Given these competing imperatives—of national security, economic ambition, and supply chain control—reaching a formal agreement on semiconductors or AI during this summit appears highly unlikely. As Gunter notes, these issues represent “red lines” in what many term a new Cold War. Figures within the U.S. national security establishment would fiercely resist any deal perceived as ceding ground in this foundational race. Therefore, the most probable outcome is that these deeply contentious topics will be set aside, with leaders focusing on areas where temporary, tactical understandings are more feasible. The goal may be less about grand treaties and more about managing competition, establishing basic guardrails, and preventing misunderstandings that could lead to escalation, particularly in military domains where AI is already being deployed.

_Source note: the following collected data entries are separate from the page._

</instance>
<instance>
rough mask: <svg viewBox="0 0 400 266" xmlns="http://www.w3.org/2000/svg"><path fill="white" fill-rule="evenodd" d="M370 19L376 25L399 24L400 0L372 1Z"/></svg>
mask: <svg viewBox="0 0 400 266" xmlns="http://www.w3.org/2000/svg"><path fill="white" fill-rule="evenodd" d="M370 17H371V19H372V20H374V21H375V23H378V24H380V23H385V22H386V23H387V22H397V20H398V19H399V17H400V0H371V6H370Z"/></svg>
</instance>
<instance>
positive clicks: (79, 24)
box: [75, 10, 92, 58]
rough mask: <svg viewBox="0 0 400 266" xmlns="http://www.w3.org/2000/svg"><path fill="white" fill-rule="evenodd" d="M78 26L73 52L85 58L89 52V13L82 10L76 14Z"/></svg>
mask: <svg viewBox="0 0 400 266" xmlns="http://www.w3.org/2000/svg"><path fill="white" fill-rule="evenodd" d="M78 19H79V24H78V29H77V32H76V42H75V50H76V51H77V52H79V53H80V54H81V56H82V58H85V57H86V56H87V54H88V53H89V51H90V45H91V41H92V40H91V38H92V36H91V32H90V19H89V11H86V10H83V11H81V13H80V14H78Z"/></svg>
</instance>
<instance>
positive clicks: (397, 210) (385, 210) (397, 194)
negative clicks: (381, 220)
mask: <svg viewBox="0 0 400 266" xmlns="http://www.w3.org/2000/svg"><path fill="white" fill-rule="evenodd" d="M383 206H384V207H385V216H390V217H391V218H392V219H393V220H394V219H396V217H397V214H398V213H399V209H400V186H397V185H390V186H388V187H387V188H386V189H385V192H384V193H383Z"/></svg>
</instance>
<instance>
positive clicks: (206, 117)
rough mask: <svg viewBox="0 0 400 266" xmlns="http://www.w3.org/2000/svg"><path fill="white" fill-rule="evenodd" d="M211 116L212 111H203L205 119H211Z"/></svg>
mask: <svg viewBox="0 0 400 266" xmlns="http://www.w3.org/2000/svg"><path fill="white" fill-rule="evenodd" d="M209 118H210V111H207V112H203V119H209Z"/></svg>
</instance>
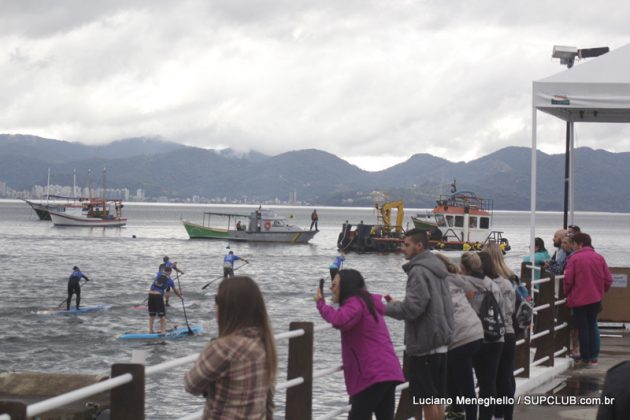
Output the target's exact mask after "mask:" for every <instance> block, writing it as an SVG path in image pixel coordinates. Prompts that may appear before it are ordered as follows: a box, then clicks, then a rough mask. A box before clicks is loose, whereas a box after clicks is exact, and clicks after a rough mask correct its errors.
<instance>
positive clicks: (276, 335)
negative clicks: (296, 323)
mask: <svg viewBox="0 0 630 420" xmlns="http://www.w3.org/2000/svg"><path fill="white" fill-rule="evenodd" d="M304 334H306V331H304V329H303V328H300V329H298V330H292V331H287V332H283V333H279V334H276V335H274V336H273V337H274V338H275V339H276V340H282V339H283V338H294V337H301V336H303V335H304Z"/></svg>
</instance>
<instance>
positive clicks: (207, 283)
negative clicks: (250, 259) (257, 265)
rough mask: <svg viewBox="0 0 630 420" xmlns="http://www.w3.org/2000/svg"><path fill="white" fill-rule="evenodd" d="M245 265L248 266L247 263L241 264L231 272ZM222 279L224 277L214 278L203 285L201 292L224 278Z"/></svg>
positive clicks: (237, 269) (234, 270)
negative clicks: (204, 284)
mask: <svg viewBox="0 0 630 420" xmlns="http://www.w3.org/2000/svg"><path fill="white" fill-rule="evenodd" d="M247 264H249V262H245V263H243V264H241V265H239V266H238V267H236V268H235V269H234V270H233V271H236V270H238V269H239V268H241V267H244V266H246V265H247ZM224 277H225V276H219V277H217V278H215V279H212V280H210V281H209V282H208V283H206V284H205V285H204V286H203V287H202V288H201V290H204V289H205V288H206V287H208V286H210V285H211V284H212V283H214V282H215V281H217V280H219V279H222V278H224Z"/></svg>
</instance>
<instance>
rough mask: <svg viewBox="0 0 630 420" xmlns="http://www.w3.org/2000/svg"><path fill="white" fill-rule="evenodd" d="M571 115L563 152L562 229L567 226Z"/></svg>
mask: <svg viewBox="0 0 630 420" xmlns="http://www.w3.org/2000/svg"><path fill="white" fill-rule="evenodd" d="M570 151H571V114H569V119H568V120H567V135H566V147H565V151H564V219H563V222H562V227H563V229H566V228H567V226H569V223H568V222H569V220H568V219H569V176H570V169H569V168H570V167H571V165H570V163H571V154H570Z"/></svg>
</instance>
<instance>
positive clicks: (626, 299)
mask: <svg viewBox="0 0 630 420" xmlns="http://www.w3.org/2000/svg"><path fill="white" fill-rule="evenodd" d="M610 272H611V273H612V275H613V284H612V286H611V287H610V289H609V290H608V292H607V293H606V294H605V295H604V300H603V301H602V305H603V307H604V308H603V309H602V311H601V312H600V313H599V316H598V317H597V320H598V321H602V322H630V288H628V278H629V277H630V267H610Z"/></svg>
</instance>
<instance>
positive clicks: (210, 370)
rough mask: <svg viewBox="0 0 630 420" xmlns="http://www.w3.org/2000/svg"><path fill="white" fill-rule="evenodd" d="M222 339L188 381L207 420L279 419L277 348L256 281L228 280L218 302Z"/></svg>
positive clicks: (213, 345) (201, 359) (218, 319)
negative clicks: (275, 411)
mask: <svg viewBox="0 0 630 420" xmlns="http://www.w3.org/2000/svg"><path fill="white" fill-rule="evenodd" d="M215 303H216V305H215V312H216V319H217V323H218V327H219V337H218V338H217V339H215V340H211V341H210V343H209V344H208V345H207V346H206V347H205V349H204V350H203V351H202V352H201V354H200V355H199V358H198V359H197V361H196V362H195V365H194V366H193V368H192V369H191V370H190V371H188V372H187V373H186V375H185V377H184V384H185V388H186V391H188V392H189V393H191V394H194V395H203V396H204V397H205V398H206V406H205V409H204V413H203V418H204V419H233V420H240V419H242V420H246V419H247V420H250V419H251V420H262V419H268V420H271V419H273V411H274V403H273V390H274V388H275V379H276V370H277V365H278V360H277V354H276V346H275V341H274V337H273V333H272V330H271V326H270V323H269V316H268V315H267V309H266V307H265V302H264V300H263V296H262V293H261V292H260V289H259V288H258V285H257V284H256V283H255V282H254V280H252V279H251V278H250V277H241V276H239V277H232V278H230V279H229V280H227V279H226V280H223V281H222V282H221V284H220V285H219V290H218V292H217V295H216V296H215Z"/></svg>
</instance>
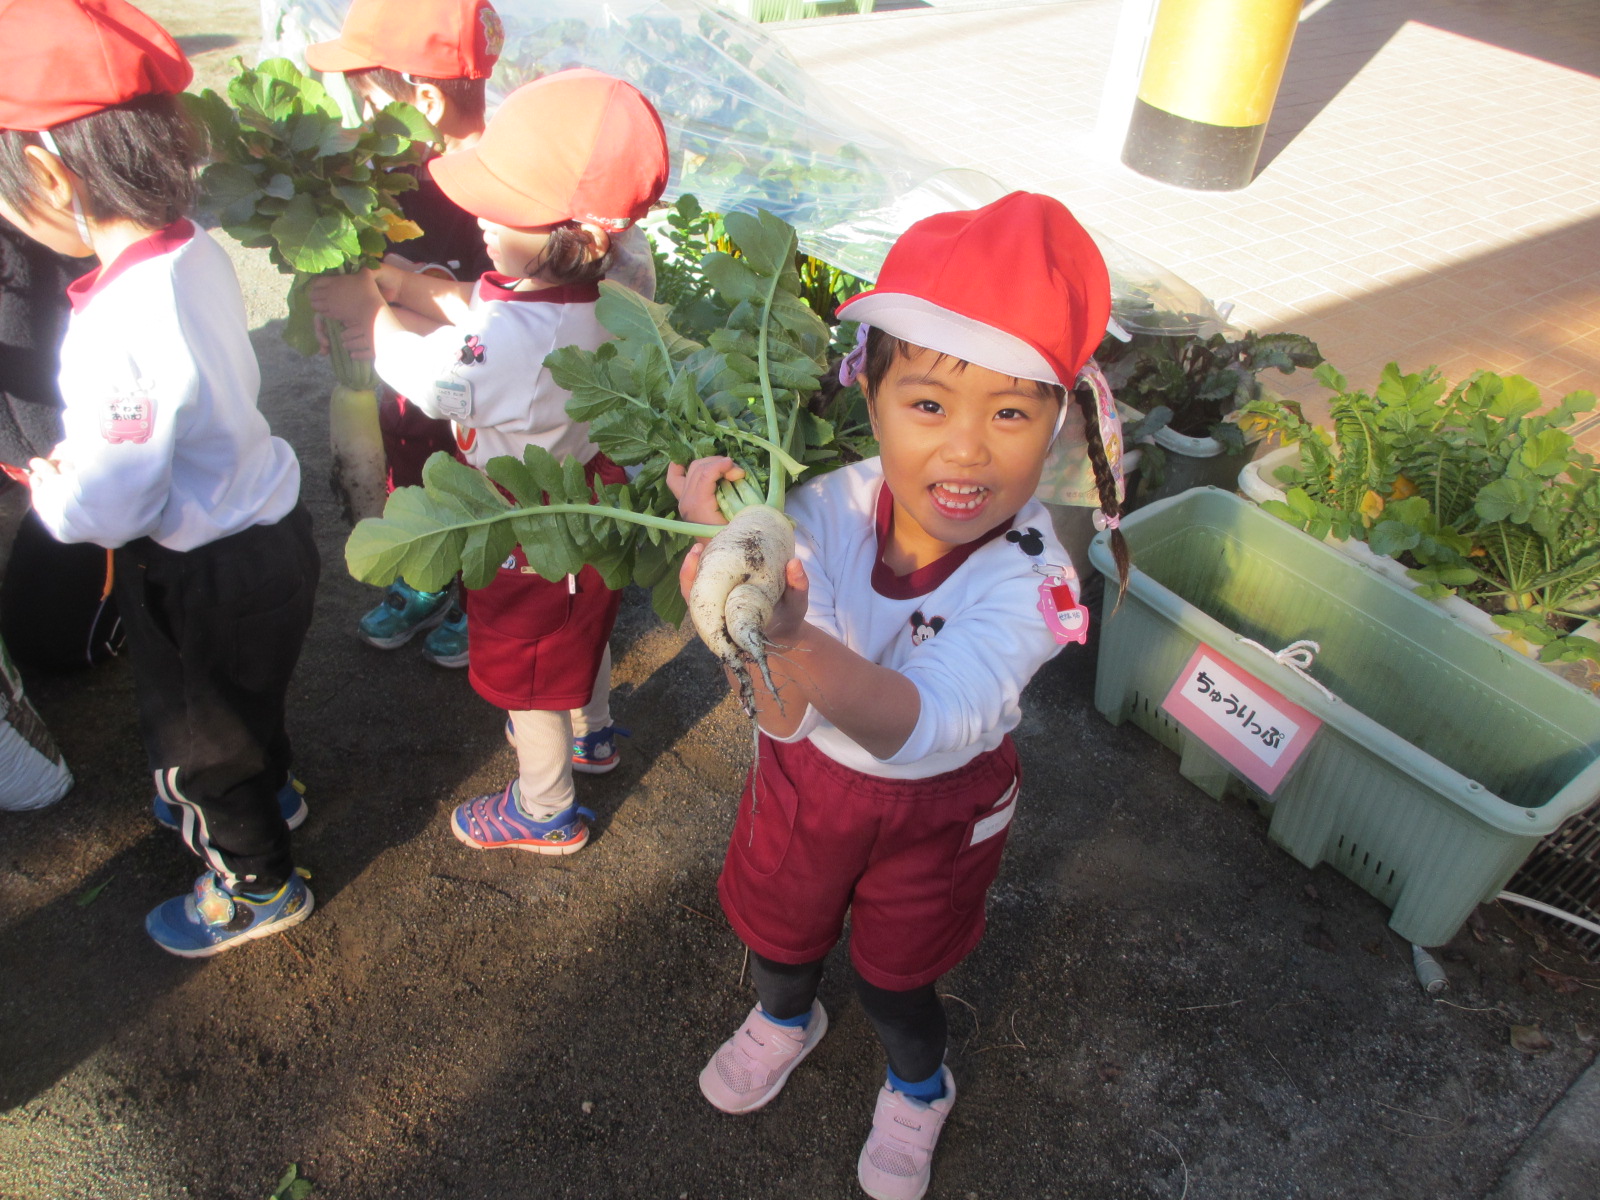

Ultimately, the breakneck pace of AI development presents a common, existential challenge that transcends this bilateral rivalry. In the U.S., a “techlash 2.0” is growing, with communities resisting the enormous energy and water demands of AI data centers and workers fearing widespread job displacement. In China, a more centralized system has enabled aggressive industrial policy and greater state control over the technology’s direction, framed as serving the public interest. Both nations, in their distinct ways, are grappling with how to harness a technology that promises immense prosperity but also poses unprecedented risks to stability, employment, and even human existence. While a collaborative global framework seems distant, this summit represents a crucial moment for the world’s two AI superpowers to acknowledge their shared responsibility. The hope is that they can begin a dialogue to ensure the race for AI supremacy does not become a reckless race to the bottom, but is instead guided by a mutual, if hesitant, understanding of the stakes for all of humanity.